Arnold's neuralgia: How to sleep? The causes of pain
Arnold's neuralgia is generated by damage to the occipital nerve or irritation of it which may have been caused by:
- An injury to the back of the head
- Neck muscles become too tight
- Nerves are compressed as they leave the spine
- Inflammation of blood vessels
- Frequent or prolonged periods of holding the head down or forward
- Other Types of Neck Lacerations
The occipital nerve is formed from the branches of the second and third cervical nerve roots. It passes over the back of the head, pierces the upper neck muscles, then curves over the back of the head to the frontal area. This nerve stops at about the end of the hairline. When he becomes irritated by the various reasons listed; it causes occipital neuralgia with painful symptoms.
People who suffer from Arnold's neuralgia will have severe headaches that cause throbbing or piercing type pain in the upper neck, back of the ears, or in the back of the head. It can also cause pain in the forehead, behind the eyes and you will also experience sensitivity to light. Your scalp may be tender or painful to the touch because the location of the pain is related to the area supplied by the occipital nerves.
When pain is caused by this disorder, it will be difficult to sleep with Arnold's neuralgia. To rest, you can take the following measures.
OUR ANTI-PAIN HOT-COLD COMPRESS
How to Sleep With Arnold's Neuralgia With Pain Medication
The best way to get a good night's sleep when you have Arnold's neuralgia is to treat the pain that keeps you awake. Your doctor can prescribe you oral medications to relieve some of the pain and some over-the-counter medications may also work for you.
Look for those that will reduce inflammation and spasms to decrease pain. There is however a catch. Excessive use of painkillers will lead to medication overuse headaches which will add to the existing pain of occipital neuralgia.

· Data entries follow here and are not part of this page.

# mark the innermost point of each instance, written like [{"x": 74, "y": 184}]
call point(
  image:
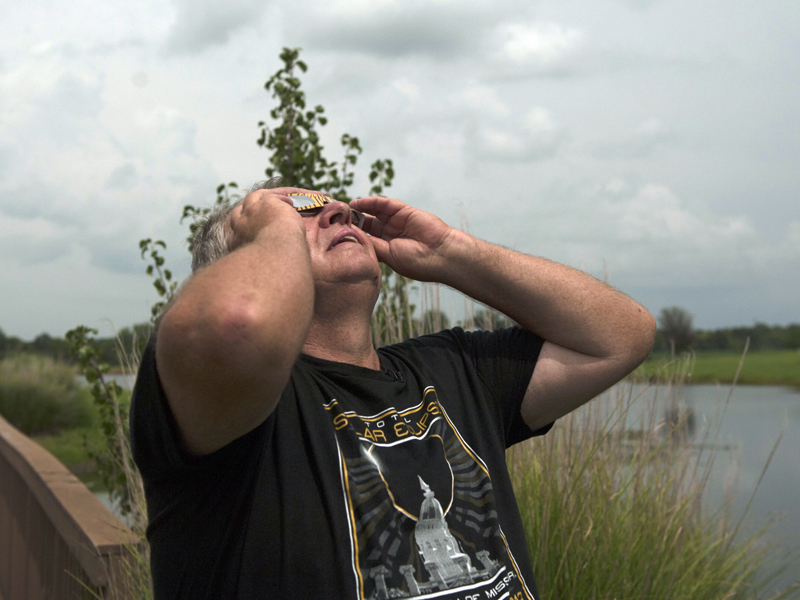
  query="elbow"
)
[{"x": 642, "y": 337}]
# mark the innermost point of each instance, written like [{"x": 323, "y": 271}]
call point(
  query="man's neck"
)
[{"x": 340, "y": 329}]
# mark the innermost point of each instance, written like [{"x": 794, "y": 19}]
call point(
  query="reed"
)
[
  {"x": 41, "y": 395},
  {"x": 612, "y": 501}
]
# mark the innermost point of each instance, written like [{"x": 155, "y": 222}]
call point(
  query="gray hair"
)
[{"x": 210, "y": 241}]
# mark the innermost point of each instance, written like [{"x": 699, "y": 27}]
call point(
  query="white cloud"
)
[
  {"x": 538, "y": 120},
  {"x": 544, "y": 43},
  {"x": 202, "y": 24},
  {"x": 533, "y": 137},
  {"x": 407, "y": 88},
  {"x": 483, "y": 98},
  {"x": 640, "y": 142},
  {"x": 436, "y": 145}
]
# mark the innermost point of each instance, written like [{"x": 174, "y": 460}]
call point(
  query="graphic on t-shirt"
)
[{"x": 421, "y": 508}]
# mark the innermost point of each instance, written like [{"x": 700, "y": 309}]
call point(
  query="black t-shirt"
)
[{"x": 361, "y": 484}]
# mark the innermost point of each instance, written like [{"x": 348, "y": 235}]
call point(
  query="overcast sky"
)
[{"x": 656, "y": 141}]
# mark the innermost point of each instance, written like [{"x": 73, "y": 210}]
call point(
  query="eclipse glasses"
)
[{"x": 311, "y": 204}]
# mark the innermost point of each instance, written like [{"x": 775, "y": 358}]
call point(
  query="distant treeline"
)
[
  {"x": 58, "y": 348},
  {"x": 762, "y": 337}
]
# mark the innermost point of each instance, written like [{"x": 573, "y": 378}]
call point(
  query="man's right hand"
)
[{"x": 226, "y": 346}]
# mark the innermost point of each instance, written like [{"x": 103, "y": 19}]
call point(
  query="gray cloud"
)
[
  {"x": 202, "y": 24},
  {"x": 454, "y": 30},
  {"x": 68, "y": 110},
  {"x": 639, "y": 143},
  {"x": 124, "y": 177}
]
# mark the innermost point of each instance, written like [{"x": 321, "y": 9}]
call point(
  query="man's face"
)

In some cases, antiepileptic drugs or antidepressants have been used to treat pain associated with Arnold's neuralgia. Nerve blocks and injections of anesthetics with or without steroids into the affected areas have brought relief to many people, but it may require repeated injections.
How to Treat Pain Without Drugs for Sleeping with Arnold's Neuralgia
Non-drug treatment may include un massage et du repos. Tight muscles can cause pressure on nerves and other tissues in the neck and head that is often associated with other types of headaches. This may also be the case for those caused by occipital neuralgia. Doing stretching exercises, Epsom salt baths, and using certain relaxation techniques can help relax those tight muscles and relieve pain.
Heat is another method to reduce the symptoms of occipital neuralgia. The use of a heating pad on the muscle at the base of the skull, hot gel packs, heat wraps, or even microwave-heated damp cloths will help control occipital neuralgia pain. Ice directly applied to the nerve, if tolerated, can also provide immediate pain relief.
Sometimes headaches are caused by pinched occipital nerves and adjusting the position you sleep in can reduce the pain. Do not place your neck in a twisted position as this may cause stiffness and tightness in the head and neck muscles. This position will apply pressure on the occipital nerve. Use a pillow that supports your neck but won't allow your head to be higher than your neck.
Another solution is to consider manual medicine such as massage, physiotherapy, osteopathic manual medicine and milder forms of adjustments instrument-guided such as atlas orthogonal processing. Bringing the head and neck back into proper alignment will remove pressure on the occipital nerve in most cases.
For the more persistent sleep cases with Arnold's neuralgia, a specialist can decide whether occipital nerve stimulator implants or occipital nerve decompression or excision may be more appropriate.